La religieuse primée a été classée parmi les 100 personnes les plus influentes par le magazine Time en 2014 pour le travail qu'elle a accompli en faveur de l'autonomisation des femmes et des enfants en Ouganda.

Elle a voyagé dans le monde entier pour expliquer son approche et a reçu quatre doctorats honorifiques, tout en poursuivant sa propre qualification doctorale en éducation structurelle et leadership.

La religieuse ougandaise a également participé à des panels au Forum économique mondial, a établi des partenariats avec les universités de Notre Dame et de l'État d'Oklahoma, et a remporté le prix CNN Heroes 2007.

"Je suis toujours réservé pour des conférences ici et là, en Afrique et au-delà. Je pense que c'est bien parce que j'aime parler et inspirer les autres", dit la religieuse pétillante.

Elle affirme que l'argent du Prix mondial des enseignants a déjà été prévu, au cas où elle le gagnerait.

"Je vais utiliser l'argent du prix pour construire des bibliothèques dans toutes mes écoles et soutenir les élèves qui n'ont pas les moyens d'acheter du matériel pédagogique. J'ai également lancé récemment un projet de construction d'un collège agricole, qui permettra de stimuler la production de cultures pour soutenir l'école et augmenter les revenus. Seul l'argent fait obstacle à la réalisation des objectifs de ce projet", dit-elle.

La religieuse, ambitieuse et positive, a également révélé à l'ACI Afrique son intention de lancer un projet qu'elle appelle "Apprendre et gagner", dans le cadre duquel les étudiants seront encouragés à coudre des couvertures pour les hôpitaux du pays dans le cadre de leurs objectifs d'apprentissage et à gagner un peu d'argent pendant qu'ils y sont.

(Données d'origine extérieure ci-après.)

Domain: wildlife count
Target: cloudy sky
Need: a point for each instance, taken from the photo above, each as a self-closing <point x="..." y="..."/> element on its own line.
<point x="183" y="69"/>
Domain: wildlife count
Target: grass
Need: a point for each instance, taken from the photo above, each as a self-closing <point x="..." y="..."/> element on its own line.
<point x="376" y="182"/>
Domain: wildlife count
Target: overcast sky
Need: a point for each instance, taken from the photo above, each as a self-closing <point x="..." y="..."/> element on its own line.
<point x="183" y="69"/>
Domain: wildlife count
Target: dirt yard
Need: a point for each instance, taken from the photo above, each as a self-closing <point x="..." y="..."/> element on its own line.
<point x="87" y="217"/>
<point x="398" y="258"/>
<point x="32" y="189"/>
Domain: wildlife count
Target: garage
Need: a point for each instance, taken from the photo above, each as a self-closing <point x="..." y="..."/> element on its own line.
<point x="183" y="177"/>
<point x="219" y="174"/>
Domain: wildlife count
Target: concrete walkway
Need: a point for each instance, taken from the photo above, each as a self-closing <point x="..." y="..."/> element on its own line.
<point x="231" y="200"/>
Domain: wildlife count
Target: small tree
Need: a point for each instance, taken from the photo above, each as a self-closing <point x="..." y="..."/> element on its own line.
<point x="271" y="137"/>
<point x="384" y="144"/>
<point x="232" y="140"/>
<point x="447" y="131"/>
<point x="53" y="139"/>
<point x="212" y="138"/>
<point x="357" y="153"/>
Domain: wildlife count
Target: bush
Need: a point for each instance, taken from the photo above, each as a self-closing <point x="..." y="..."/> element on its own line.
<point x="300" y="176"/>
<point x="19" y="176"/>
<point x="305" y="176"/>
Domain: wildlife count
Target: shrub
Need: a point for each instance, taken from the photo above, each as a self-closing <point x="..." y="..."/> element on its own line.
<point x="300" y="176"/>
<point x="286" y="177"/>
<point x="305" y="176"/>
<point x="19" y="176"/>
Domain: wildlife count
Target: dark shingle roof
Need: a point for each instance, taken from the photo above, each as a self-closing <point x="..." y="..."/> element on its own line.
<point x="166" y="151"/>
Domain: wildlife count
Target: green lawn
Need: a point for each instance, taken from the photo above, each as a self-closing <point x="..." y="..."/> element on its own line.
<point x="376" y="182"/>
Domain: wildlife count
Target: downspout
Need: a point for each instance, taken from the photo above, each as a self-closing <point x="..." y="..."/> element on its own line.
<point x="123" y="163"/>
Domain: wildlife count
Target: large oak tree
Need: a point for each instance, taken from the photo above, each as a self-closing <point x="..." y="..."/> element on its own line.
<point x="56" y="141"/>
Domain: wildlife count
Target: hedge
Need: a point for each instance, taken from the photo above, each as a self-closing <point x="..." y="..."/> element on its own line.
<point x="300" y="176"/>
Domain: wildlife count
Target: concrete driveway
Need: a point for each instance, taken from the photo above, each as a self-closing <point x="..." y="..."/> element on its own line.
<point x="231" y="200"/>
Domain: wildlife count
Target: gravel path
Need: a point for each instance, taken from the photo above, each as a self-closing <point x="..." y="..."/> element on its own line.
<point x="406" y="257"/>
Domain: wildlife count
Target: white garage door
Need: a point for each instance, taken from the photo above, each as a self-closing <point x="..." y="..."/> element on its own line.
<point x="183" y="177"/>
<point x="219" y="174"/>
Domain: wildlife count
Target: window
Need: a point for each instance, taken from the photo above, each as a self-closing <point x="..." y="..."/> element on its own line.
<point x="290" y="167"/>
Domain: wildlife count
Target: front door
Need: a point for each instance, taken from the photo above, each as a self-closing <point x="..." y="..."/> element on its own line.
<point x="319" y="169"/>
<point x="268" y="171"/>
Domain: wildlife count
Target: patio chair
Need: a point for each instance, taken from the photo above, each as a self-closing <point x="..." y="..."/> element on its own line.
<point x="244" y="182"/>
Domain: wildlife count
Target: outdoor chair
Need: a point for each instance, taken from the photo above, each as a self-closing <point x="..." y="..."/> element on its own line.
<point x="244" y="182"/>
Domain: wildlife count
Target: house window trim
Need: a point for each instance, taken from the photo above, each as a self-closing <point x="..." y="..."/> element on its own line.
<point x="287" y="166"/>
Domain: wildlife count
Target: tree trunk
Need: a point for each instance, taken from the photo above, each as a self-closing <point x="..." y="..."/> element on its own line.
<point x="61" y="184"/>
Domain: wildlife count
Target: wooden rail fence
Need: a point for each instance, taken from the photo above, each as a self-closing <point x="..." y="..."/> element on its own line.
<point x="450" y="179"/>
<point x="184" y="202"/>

"Il y a tellement de choses à faire avec l'argent si je le gagne", dit-elle, ajoutant : "J'ai déjà gagné 100 000 $ US et quand on m'a demandé ce que j'avais l'intention de faire avec cet argent, j'ai dit aux juges que chaque centime avait déjà été dépensé avant même que je ne l'obtienne".

Avec tous ses accomplissements, la Sr. Rosemary passe pour une personne qui a réalisé ses rêves et plus encore. 

Lorsqu'on lui demande s'il y a une chose qu'elle estime ne pas avoir faite, elle répond, après un rire chaleureux : "En tant qu'être humain normal, je suis poussée à faire une petite chose de plus chaque jour. Chaque jour, à mon réveil, j'ai l'intention d'être à la hauteur de ma vocation, c'est-à-dire de promouvoir les moyens de subsistance des pauvres, des défavorisés et des vulnérables. Et comme je me sens appelée surtout dans le domaine de l'éducation, j'essaie, avec mes sœurs, de faire de petites choses pour ces groupes de personnes".

Rome a décrit la Sœur Rosemary comme la Mère Teresa de l'Afrique pour avoir ravivé l'espoir chez des milliers de femmes en Ouganda qui ont été qualifiées de "rejetées par la société" pour leur implication dans la tristement célèbre Armée de Résistance du Seigneur, un certain groupe rebelle qui terrorisait l'Ouganda après avoir abandonné les groupes rebelles.

La Mère Teresa d'Afrique est un titre dont la religieuse ougandaise rit de bon cœur en disant : "J'ai entendu dire que mon travail ressemble à celui de Mère Teresa. Mais je ne suis pas du tout proche de Mère Teresa, même si je la considère comme mon modèle. Elle m'inspire à faire de petites choses pour avoir un impact dans la vie des gens".